JPG: All my songs derive from a personal wellspring of emotions and experience, but my writing is more observational than experiential. Another way of saying that there is really nothing that is autobiographical in the songs, but they, of course, reflect the life I have lived. And “the unexamined life” is not what I am about. I usually will come up with a phrase both musically and lyrically and build the song around that simultaneously. Though recently I did that with an odd outcome. I finished a song entirely, felt that the completed lyrics didn’t match the completed music, rewrote the musical portion, and ended up with a totally different complete song and now have a musical progression to which I am trying to fit lyrics.
To detail a little – “Low lying sun” was an observation by a friend of fall light on the Massachusetts coast, and it occurred to me that as we get older, and the sun goes lower and long shadows are cast, that the wealth of accumulated experience – even if discounted by youth-oriented marketing machines – is a huge positive. And the song emerged. “Sleep,” from the previous album, Heart and Mind, was just a reflection on the intimacy of my years as a physician seeing stages of life but also the beauty of being close to children and loved ones, with sleep as the metaphor for closeness. “Grasp the Moon” (the opening song of No Fear) was entirely inspired by a giant of the civil rights movement speaking at a small meeting I attended. He spoke to the need for all people to have high aspirations and for us to support them and nurture them. As is often the case, it turned into a love song. “Bended Knee” (also from Heart and Mind) is a diatribe on religious and political hypocrisy. “Just Another Day” (third track on No Fear) is a heartfelt song about all my friends and loved ones who have faced illness – whether they were young or old – but was specifically inspired by a terribly sad illness in the young son of a dear friend in Sweden. The winter solstice festival in Stockholm is a great event – hence the first verse. So yes, very personal but crafted, reflective of the human condition and often with a love song as the metaphor for greater things. My early songs (in my teens and twenties) were experiential and autobiographical, but that changed as I have come to know my value system and life much better.
AH: Who are your biggest musical inspirations in general? And which artists informed the music on the album the most as far as influences go? How about with this particular song… what sort of vibe were you going for on it?
JPG: I love good writers – especially those who craft lyrics and music with equal care.

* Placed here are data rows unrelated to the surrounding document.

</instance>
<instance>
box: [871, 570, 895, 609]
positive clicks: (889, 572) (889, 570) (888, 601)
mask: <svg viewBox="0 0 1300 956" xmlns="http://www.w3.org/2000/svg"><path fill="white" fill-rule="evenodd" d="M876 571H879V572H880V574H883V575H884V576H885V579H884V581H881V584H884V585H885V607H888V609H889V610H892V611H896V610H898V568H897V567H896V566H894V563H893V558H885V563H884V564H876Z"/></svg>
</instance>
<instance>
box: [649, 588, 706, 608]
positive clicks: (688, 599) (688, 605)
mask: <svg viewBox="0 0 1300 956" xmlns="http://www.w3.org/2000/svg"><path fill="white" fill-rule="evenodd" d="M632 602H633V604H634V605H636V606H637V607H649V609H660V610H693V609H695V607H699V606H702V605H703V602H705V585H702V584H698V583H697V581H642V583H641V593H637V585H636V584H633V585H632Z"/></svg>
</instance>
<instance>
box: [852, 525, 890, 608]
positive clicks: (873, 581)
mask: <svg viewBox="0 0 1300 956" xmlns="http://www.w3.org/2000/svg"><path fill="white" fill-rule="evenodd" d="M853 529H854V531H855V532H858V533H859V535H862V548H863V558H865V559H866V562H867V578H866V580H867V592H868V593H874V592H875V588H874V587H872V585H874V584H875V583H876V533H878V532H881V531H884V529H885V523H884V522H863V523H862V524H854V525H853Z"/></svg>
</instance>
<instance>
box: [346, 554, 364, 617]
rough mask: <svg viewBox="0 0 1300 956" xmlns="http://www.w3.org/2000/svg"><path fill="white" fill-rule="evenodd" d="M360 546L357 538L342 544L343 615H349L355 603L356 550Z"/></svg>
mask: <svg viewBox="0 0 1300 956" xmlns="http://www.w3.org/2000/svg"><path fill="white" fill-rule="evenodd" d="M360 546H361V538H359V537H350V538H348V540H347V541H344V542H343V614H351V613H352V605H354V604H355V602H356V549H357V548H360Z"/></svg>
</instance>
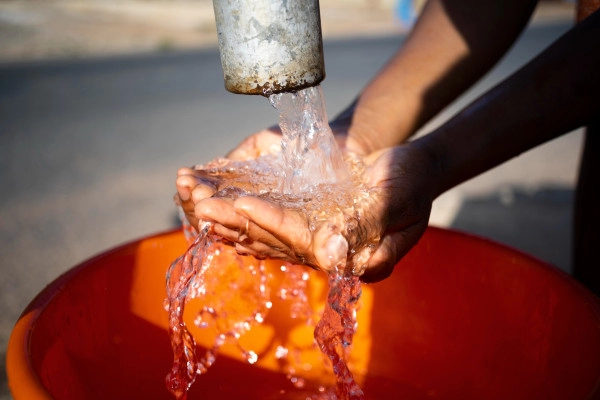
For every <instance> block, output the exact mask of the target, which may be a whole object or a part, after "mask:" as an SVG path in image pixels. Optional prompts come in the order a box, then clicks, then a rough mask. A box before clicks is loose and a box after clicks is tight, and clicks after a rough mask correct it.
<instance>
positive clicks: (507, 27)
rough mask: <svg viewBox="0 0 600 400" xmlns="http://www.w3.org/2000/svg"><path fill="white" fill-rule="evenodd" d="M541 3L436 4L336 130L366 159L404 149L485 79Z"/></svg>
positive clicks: (455, 2) (441, 3)
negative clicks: (348, 134) (387, 150)
mask: <svg viewBox="0 0 600 400" xmlns="http://www.w3.org/2000/svg"><path fill="white" fill-rule="evenodd" d="M535 5H536V1H535V0H505V1H481V0H464V1H452V0H430V1H429V2H428V3H427V4H426V6H425V8H424V10H423V13H422V14H421V17H420V18H419V21H418V22H417V24H416V26H415V28H414V30H413V31H412V32H411V34H410V36H409V37H408V39H407V40H406V42H405V44H404V45H403V47H402V48H401V49H400V50H399V51H398V53H397V54H396V55H395V56H394V57H393V58H392V59H391V60H390V61H389V62H388V63H387V65H386V66H385V67H384V68H383V69H382V70H381V71H380V72H379V73H378V74H377V75H376V76H375V78H374V79H373V80H372V81H371V82H370V83H369V84H368V85H367V87H366V88H365V89H364V90H363V91H362V93H361V94H360V96H359V97H358V99H357V100H356V101H355V102H354V103H353V104H352V105H351V106H350V107H349V108H347V109H346V110H345V111H344V112H342V113H341V115H340V116H338V117H337V118H336V119H335V120H334V121H332V123H331V125H332V128H333V129H334V131H344V130H347V131H348V132H349V139H348V141H349V144H348V147H349V148H350V149H351V150H353V151H357V152H359V153H362V154H368V153H371V152H372V151H374V150H377V149H380V148H384V147H389V146H395V145H398V144H400V143H403V142H404V141H406V139H407V138H408V137H410V136H411V135H412V134H413V133H415V132H416V131H417V130H418V129H419V128H420V127H422V126H423V125H424V124H425V123H426V122H428V121H429V120H430V119H431V118H433V117H434V116H435V115H436V114H437V113H438V112H439V111H441V110H442V109H443V108H444V107H446V106H447V105H448V104H450V103H451V102H452V101H453V100H455V99H456V98H457V97H458V96H460V95H461V94H462V93H463V92H464V91H465V90H466V89H468V88H469V87H470V86H471V85H473V84H474V83H475V82H476V81H477V80H478V79H479V78H480V77H481V76H482V75H483V74H485V73H486V72H487V71H488V70H489V69H490V68H491V67H492V66H493V65H494V64H495V63H496V62H497V61H498V60H499V59H500V58H501V57H502V56H503V55H504V53H505V52H506V51H507V50H508V48H509V47H510V46H511V45H512V44H513V43H514V41H515V40H516V38H517V37H518V35H519V34H520V33H521V31H522V30H523V28H524V27H525V26H526V24H527V22H528V20H529V17H530V16H531V14H532V12H533V10H534V8H535Z"/></svg>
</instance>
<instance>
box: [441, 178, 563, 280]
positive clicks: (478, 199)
mask: <svg viewBox="0 0 600 400" xmlns="http://www.w3.org/2000/svg"><path fill="white" fill-rule="evenodd" d="M573 201H574V191H573V188H571V187H561V186H546V187H540V188H537V189H529V188H524V187H515V186H509V187H505V188H502V189H500V190H498V191H496V192H494V193H491V194H488V195H484V196H473V197H467V198H465V199H464V200H463V202H462V203H461V206H460V209H459V211H458V213H457V214H456V217H455V218H454V220H453V222H452V224H451V226H450V227H451V228H453V229H457V230H461V231H465V232H469V233H473V234H476V235H479V236H483V237H486V238H489V239H492V240H494V241H497V242H501V243H504V244H506V245H508V246H511V247H514V248H516V249H519V250H521V251H524V252H525V253H528V254H530V255H533V256H535V257H537V258H539V259H542V260H544V261H546V262H548V263H550V264H552V265H555V266H557V267H558V268H560V269H562V270H563V271H566V272H569V273H570V272H571V247H572V243H571V242H572V238H571V232H572V220H573V218H572V210H573Z"/></svg>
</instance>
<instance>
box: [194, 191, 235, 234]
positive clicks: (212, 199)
mask: <svg viewBox="0 0 600 400" xmlns="http://www.w3.org/2000/svg"><path fill="white" fill-rule="evenodd" d="M194 209H195V216H196V217H197V218H198V219H201V220H203V221H210V222H213V223H216V224H220V225H223V226H224V227H225V228H227V229H229V230H232V231H239V230H240V229H241V227H244V226H246V218H245V217H243V216H241V215H239V214H237V213H236V212H235V211H234V209H233V201H232V200H230V199H228V198H224V197H210V198H207V199H203V200H201V201H199V202H198V203H196V205H195V208H194Z"/></svg>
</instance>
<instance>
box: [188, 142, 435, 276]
mask: <svg viewBox="0 0 600 400" xmlns="http://www.w3.org/2000/svg"><path fill="white" fill-rule="evenodd" d="M279 139H280V136H278V134H276V133H274V132H272V131H263V132H260V133H258V134H256V135H253V136H251V137H250V138H249V139H247V140H246V141H245V142H244V143H242V145H240V146H239V147H238V148H236V149H235V150H234V151H232V152H231V153H230V154H229V155H228V157H229V158H231V159H237V160H243V159H246V160H247V159H253V158H254V157H256V156H257V155H264V154H268V153H272V152H273V151H274V150H275V149H276V147H277V145H278V143H279ZM365 163H366V164H367V166H368V168H367V170H366V175H365V184H366V186H367V187H368V188H369V190H370V191H371V194H372V195H371V196H370V197H369V199H368V200H367V201H366V202H365V203H364V204H361V205H360V213H361V225H362V226H361V229H359V234H358V236H356V237H347V238H345V239H346V240H347V241H346V240H344V238H343V237H341V235H340V229H339V227H340V226H341V224H343V221H342V220H341V219H340V217H341V216H336V215H334V216H331V219H330V220H328V223H326V224H323V226H321V227H319V228H318V229H316V230H313V231H311V230H310V229H309V223H308V221H307V217H306V216H305V215H303V214H301V213H299V212H297V211H294V210H291V209H286V208H283V207H281V206H280V205H279V204H276V203H274V202H272V201H268V200H264V199H260V198H258V197H254V196H243V197H240V198H237V199H235V200H230V199H226V198H217V197H210V196H212V194H214V191H215V185H214V183H213V182H209V181H206V180H205V179H203V178H199V177H198V176H197V174H195V173H194V171H193V170H191V169H182V170H180V175H179V178H178V181H177V183H178V193H179V198H180V200H179V202H180V204H181V205H182V207H183V209H184V211H185V212H186V215H187V216H188V220H190V222H191V223H192V224H194V225H197V223H198V219H201V220H205V221H212V222H214V225H213V229H214V231H215V233H216V234H218V235H220V236H222V237H223V238H225V239H227V240H229V241H231V242H232V243H233V244H234V245H235V248H236V250H237V251H238V252H239V253H242V254H248V255H253V256H255V257H257V258H277V259H282V260H285V261H289V262H293V263H300V264H305V265H309V266H312V267H314V268H319V269H325V270H328V269H331V268H332V267H333V265H334V264H335V263H336V262H338V261H339V259H341V258H343V259H344V260H345V256H346V253H347V250H348V246H350V247H352V246H354V245H356V243H357V242H359V241H360V240H361V238H364V237H367V236H370V237H372V236H377V237H380V241H379V244H378V245H377V246H376V247H375V249H374V251H373V252H372V253H371V249H369V251H368V252H367V253H365V255H364V256H363V260H362V261H363V262H365V263H366V266H367V269H366V271H364V274H363V280H364V281H367V282H374V281H378V280H381V279H384V278H385V277H387V276H388V275H389V274H390V273H391V272H392V270H393V268H394V266H395V264H396V263H397V261H398V260H399V259H400V258H401V257H402V256H404V254H406V252H408V250H410V248H411V247H412V246H413V245H414V244H416V242H417V241H418V239H419V238H420V236H421V235H422V234H423V232H424V230H425V228H426V227H427V223H428V219H429V213H430V210H431V203H432V200H433V198H432V196H431V189H430V184H429V182H430V181H431V176H429V175H428V172H427V163H426V162H424V159H423V157H422V156H421V155H420V154H419V152H418V151H413V150H412V149H411V147H410V145H406V146H399V147H395V148H390V149H384V150H381V151H378V152H376V153H373V154H371V155H369V156H367V157H366V158H365ZM186 191H189V197H188V199H187V200H185V201H184V200H183V198H185V192H186ZM182 193H183V194H184V196H182ZM340 238H341V239H340ZM342 242H346V247H344V243H342ZM348 242H349V243H348ZM342 253H343V254H342ZM367 258H368V261H366V260H367Z"/></svg>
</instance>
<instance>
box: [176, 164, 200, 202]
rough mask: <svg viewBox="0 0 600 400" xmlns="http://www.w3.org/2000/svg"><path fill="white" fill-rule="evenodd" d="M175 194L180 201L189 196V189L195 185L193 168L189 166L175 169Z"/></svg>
mask: <svg viewBox="0 0 600 400" xmlns="http://www.w3.org/2000/svg"><path fill="white" fill-rule="evenodd" d="M175 186H176V188H177V194H178V195H179V199H180V200H181V201H182V202H185V201H188V200H189V199H190V198H191V190H192V188H193V187H194V186H196V179H195V177H194V170H193V169H191V168H180V169H179V170H178V171H177V179H176V180H175Z"/></svg>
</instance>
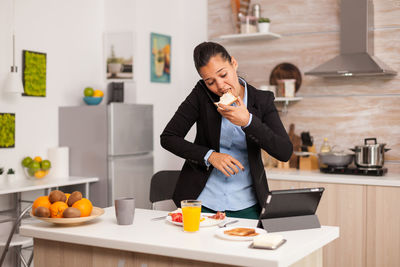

And the list goes way back – Dylan, Stills, Paul Simon, Carly Simon, James Taylor, Joni Mitchell, Chris Smither, Jason Isbell, Jesse Colin Young, Karla Bonoff, Lyle Lovett, Grateful Dead, Steely Dan, Tom Petty, and I have to also acknowledge jazz influences in chord formation and progression.
For “Time and Place,” I was going for clarity of emotions, simplicity of chord progressions, and a clear organic tone with richness but not excessive production. I just love what Catherine did on the cello.